Tuesday, 29 March 2022

Joint Oireachtas Committee on Housing, Planning and Local Government

Social and Affordable Housing: Discussion (Resumed)

Mr. Sean O'Connor:

It is all different. It would depend on the scope and level of activity. What we all have in common is the current funding scheme is predicated on 100% debt financing. We and the Irish Council for Social Housing, which is the umbrella organisation for all associations, believe that is not sustainable. It is a unique position in Europe and there was probably some good meaning in its design in that, at the time, it may have been considered helpful in maintaining our off-balance sheet status. That is water under the bridge now and we are on the balance sheet. There will be a fair bit to be done to get us off the balance sheet. Most of the money we borrow comes through the Housing Finance Agency, HFA, as a conduit for European Investment Bank money. Once we borrow off the HFA, it is on the balance sheet anyway, so it is scoring against public expenditure. We also borrow off Bank of Ireland, Ulster Bank, Nord etc. There are other borrowings. Our potential for off-balance wins but not in the current system. The ratio is moving up so the higher the gearing, the worse it is financially considered.

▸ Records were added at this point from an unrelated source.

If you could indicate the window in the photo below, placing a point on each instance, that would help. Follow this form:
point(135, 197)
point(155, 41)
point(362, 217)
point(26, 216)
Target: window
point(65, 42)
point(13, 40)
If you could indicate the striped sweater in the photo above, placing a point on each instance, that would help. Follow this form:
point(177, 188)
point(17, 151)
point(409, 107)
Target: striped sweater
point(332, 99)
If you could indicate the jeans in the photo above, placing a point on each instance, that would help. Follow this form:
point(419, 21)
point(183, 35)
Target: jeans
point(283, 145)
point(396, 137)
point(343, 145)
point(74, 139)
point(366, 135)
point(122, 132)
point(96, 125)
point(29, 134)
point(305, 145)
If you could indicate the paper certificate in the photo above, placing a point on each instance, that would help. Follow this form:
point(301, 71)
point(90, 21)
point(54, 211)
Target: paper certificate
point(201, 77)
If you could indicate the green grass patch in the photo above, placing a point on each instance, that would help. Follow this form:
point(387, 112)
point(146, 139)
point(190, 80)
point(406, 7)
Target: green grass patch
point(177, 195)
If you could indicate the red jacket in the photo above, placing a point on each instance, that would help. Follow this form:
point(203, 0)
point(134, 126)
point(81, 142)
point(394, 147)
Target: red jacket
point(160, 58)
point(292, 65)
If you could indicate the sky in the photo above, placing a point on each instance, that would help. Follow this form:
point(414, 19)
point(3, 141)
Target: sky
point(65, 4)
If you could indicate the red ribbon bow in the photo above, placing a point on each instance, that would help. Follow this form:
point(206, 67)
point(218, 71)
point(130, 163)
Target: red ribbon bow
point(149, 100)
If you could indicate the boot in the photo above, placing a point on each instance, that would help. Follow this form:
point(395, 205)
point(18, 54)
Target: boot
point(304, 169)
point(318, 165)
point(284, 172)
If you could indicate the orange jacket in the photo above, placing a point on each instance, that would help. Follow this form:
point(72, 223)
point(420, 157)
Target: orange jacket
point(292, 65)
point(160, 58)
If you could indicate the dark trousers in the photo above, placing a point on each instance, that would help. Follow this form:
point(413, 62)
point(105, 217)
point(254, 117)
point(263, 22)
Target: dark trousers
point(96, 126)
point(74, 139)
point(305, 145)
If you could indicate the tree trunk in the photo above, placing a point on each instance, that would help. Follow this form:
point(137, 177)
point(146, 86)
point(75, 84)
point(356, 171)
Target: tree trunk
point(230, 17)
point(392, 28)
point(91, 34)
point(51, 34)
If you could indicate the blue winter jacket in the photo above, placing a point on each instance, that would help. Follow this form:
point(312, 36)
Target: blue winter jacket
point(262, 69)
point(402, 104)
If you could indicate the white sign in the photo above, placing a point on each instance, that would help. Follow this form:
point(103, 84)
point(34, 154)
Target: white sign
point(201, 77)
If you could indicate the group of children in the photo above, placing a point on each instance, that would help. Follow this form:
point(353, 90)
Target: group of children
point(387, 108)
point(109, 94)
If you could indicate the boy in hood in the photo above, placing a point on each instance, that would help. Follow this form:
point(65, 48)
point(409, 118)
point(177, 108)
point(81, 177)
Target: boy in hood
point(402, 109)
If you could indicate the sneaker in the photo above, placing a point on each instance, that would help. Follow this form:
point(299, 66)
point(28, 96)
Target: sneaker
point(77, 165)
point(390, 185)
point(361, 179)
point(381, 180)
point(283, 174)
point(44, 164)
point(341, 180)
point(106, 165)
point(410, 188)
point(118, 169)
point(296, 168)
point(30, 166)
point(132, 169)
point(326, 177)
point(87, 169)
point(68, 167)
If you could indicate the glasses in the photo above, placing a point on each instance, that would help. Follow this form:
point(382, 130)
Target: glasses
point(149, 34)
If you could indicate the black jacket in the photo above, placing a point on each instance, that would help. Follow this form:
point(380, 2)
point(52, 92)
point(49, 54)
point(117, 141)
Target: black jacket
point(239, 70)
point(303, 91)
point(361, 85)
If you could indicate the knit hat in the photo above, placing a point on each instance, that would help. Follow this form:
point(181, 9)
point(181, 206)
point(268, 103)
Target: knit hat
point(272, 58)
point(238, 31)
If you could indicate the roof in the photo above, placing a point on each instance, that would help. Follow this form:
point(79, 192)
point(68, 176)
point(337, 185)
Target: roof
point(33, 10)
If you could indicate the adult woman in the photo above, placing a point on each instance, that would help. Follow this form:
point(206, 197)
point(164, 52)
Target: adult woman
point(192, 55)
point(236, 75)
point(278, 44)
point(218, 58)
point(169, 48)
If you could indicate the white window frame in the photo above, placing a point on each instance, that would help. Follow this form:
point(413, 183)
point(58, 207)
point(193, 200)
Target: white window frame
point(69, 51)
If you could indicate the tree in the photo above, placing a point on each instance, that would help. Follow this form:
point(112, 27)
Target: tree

We have a very good funding system that underpins our borrowing and we are all risk-averse creatures, so we will all fix our money now for as long as we can get - 25 years. There is a back-to-back agreement with the local authority that fixes the payments to serve the interest cover. We are very robust in that but, nonetheless, the regulatory system we have in place had thresholds that have now been softened or blurred. One of the thresholds was a 60% gearing level, above which four of our members are currently. Why does this matter? It matters because when we go to banks to borrow money, it is something in which they are interested. It is not their primary interest and they are more interested in whether we can pay the debts and who underwrites them. They are more interested in debt service cover ratio and interest cover. We all have very healthy arrangements in that regard and we can pay our debts.

The system of 100% debt funding is unique in a bad way in Europe. We went from 100% grant funding to 100% debt funding overnight. We went from one system to another, and that has been very detrimental to smaller associations that have not been able to get to grips with the new funding regime and the robust nature of regulation and governance around that. Do we think it is sustainable in the long term? We probably do not. It is also starting to creak and show problematic symptoms, particularly in areas where the process does not work. It is underpinned by rents in a region, so if the rents are not high enough to service the debt and borrowings, the process starts not to work.